J’ai lu #23 – Mars 2018

Mon mois de mars était un peu bizarre à titre personnel, d’où peut-être mon manque de conviction dans mes lectures… Toujours est-il que j’ai fini 9 livres, un chiffre dont je m’étonne alors que je commence cette chronique !

Les rêveurs, d’Isabelle Carré
Ma première lecture de la nouvelle session des 68 premières fois… et un gros flop. Je ne suis pas du tout rentrée dans ce récit non-officiellement autobiographique, mais qui s’appuie énormément sur l’histoire personnelle de l’actrice. Ma chronique est là.

Le journaliste et les criminels, de Nicolas Delliez
Qu’est-ce qui pousse un journaliste à se passionner pour les faits divers glauques ? La chose me laisse terriblement perplexe mais Nicolas Delliez, lui, a l’air de trouver ça tout à fait normal. Son livre retrace sa carrière à travers les pires faits divers qu’il a dû traiter. Une carte postale de la France surprenante et pas très avenante… Ma chronique est ici.

Derrière le mur coule une rivière, de Saverio Tomasella
C’est la suite des aventures de la joyeuse bande de A fleur de peau. Il n’est pas forcément évident de rentrer dans le roman si l’on n’a pas en tête le premier tome car on retrouve les mêmes personnages qui ne nous sont du coup pas représentés. L’intrigue de ce feel-good book nous invite à prendre conscience de tout ce que l’on a à gagner à lâcher-prise. Un vaste sujet !

Le journalisme numérique, d’Alice Antheaume
Un essai très complet sur les nouveaux modes d’exercice du métier de journaliste à l’heure d’internet. L’auteur pointe la place prépondérante de la technique dans la création et la diffusion de l’information, qui a totalement changé la façon de travailler des journalistes et des rédactions. Avec à la clé, un gros changement dans l’information délivrée… A lire pour forger son esprit critique face à l’infobésité.

La magie du sommeil, d’Isalou Regen
Entre les soirées qui se prolongent, les écrans omniprésents, les réveils nocturnes et les tracas du quotidien, pour bon nombre de Français, bien dormir n’est pas de tout repos. Après La magie du matin, Isalou Regen nous invite donc à prendre soin de notre sommeil.
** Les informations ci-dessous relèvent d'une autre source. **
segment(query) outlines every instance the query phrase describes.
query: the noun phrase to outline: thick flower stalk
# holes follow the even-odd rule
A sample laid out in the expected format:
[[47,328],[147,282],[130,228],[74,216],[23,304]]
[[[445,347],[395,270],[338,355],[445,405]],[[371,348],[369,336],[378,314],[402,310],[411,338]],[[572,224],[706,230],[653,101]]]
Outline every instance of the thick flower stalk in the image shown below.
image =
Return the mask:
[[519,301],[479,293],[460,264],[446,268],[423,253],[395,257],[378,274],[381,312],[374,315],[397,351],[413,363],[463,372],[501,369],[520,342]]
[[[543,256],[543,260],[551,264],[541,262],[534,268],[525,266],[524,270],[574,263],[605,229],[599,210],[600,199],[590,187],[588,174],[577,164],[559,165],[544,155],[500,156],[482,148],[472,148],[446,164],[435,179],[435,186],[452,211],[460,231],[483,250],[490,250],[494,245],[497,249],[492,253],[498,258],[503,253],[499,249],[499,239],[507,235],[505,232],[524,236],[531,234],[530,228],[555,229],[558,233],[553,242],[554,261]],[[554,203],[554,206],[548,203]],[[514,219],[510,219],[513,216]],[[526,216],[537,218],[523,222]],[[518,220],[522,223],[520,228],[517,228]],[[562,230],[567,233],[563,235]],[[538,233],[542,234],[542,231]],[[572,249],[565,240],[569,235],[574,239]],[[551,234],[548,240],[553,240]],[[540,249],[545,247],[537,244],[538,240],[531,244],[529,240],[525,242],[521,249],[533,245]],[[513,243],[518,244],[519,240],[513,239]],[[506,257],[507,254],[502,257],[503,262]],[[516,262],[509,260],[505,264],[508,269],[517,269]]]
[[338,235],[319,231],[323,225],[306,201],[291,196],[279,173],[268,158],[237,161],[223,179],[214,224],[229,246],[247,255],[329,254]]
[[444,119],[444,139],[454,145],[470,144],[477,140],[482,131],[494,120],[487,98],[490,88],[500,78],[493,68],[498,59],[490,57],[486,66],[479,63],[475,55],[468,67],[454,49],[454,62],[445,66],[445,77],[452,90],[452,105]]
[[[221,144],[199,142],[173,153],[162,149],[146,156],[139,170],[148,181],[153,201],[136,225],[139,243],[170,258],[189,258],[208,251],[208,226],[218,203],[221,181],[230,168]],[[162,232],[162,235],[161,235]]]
Elle ne pouvait pas parler de la magie de la nuit, car une bonne nuit se prépare tout au long de la journée, comme elle l’explique dans ce livre, bourré de conseils mais aussi d’infos scientifiques et culturelles.
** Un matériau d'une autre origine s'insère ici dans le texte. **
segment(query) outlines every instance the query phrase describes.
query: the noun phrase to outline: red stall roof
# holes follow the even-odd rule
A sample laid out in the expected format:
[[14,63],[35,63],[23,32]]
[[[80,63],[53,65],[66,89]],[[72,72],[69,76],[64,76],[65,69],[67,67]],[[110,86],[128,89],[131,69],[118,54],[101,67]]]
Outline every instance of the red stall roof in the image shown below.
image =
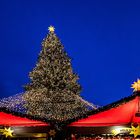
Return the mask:
[[[99,109],[96,113],[89,115],[87,118],[73,122],[70,126],[88,127],[88,126],[114,126],[131,123],[140,123],[140,117],[135,114],[140,109],[139,94],[133,94],[120,101],[112,103]],[[116,106],[116,107],[113,107]],[[138,107],[139,106],[139,107]],[[139,110],[140,111],[140,110]]]
[[48,124],[0,112],[0,126],[48,126]]

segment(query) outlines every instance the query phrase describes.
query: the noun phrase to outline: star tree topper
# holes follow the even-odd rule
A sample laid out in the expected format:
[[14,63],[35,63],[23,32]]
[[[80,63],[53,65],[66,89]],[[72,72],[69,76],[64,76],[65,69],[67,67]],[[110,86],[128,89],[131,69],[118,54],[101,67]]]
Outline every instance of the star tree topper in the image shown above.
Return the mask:
[[53,33],[55,31],[55,28],[54,28],[54,26],[49,26],[48,30],[49,30],[49,32]]
[[133,88],[134,91],[140,91],[140,79],[138,79],[136,82],[134,82],[132,84],[131,88]]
Bicyclettres, de Jean-Acier Danes
Il a un drôle de prénom mais le porte bien : Jean-Acier doit avoir de sacrés mollets pour réussir à avaler les kilomètres par centaines lors de ses périples hexagonaux. C’est à vélo, quelle que soit la météo, que le jeune auteur voyage à travers la France sur les chemins qui le mènent là où ont vécu les écrivains de son Panthéon personnel. Récit de voyage aux contours flous (les itinéraires ne sont pas toujours clairs et les digressions nombreuses), Bicyclettres est avant tout un hymne à la richesse culturelle de nos régions et à la littérature.

Thérapie de group(i)e, de Laetitia Loreni
Je me suis bien amusée à la lecture de ce roman feel-good, où l’on suit Emilie dans un stage de développement personnel qui devrait lui permettre de reprendre sa vie en main. En découvrant comment l’héoïne réalise les exercices qui lui sont demandés, on n’est pas loin d’avoir envie à son tour de griffonner nos propres réponses en parallèle. Une phrase pour résumer l’histoire ? La loose n’est pas définitive !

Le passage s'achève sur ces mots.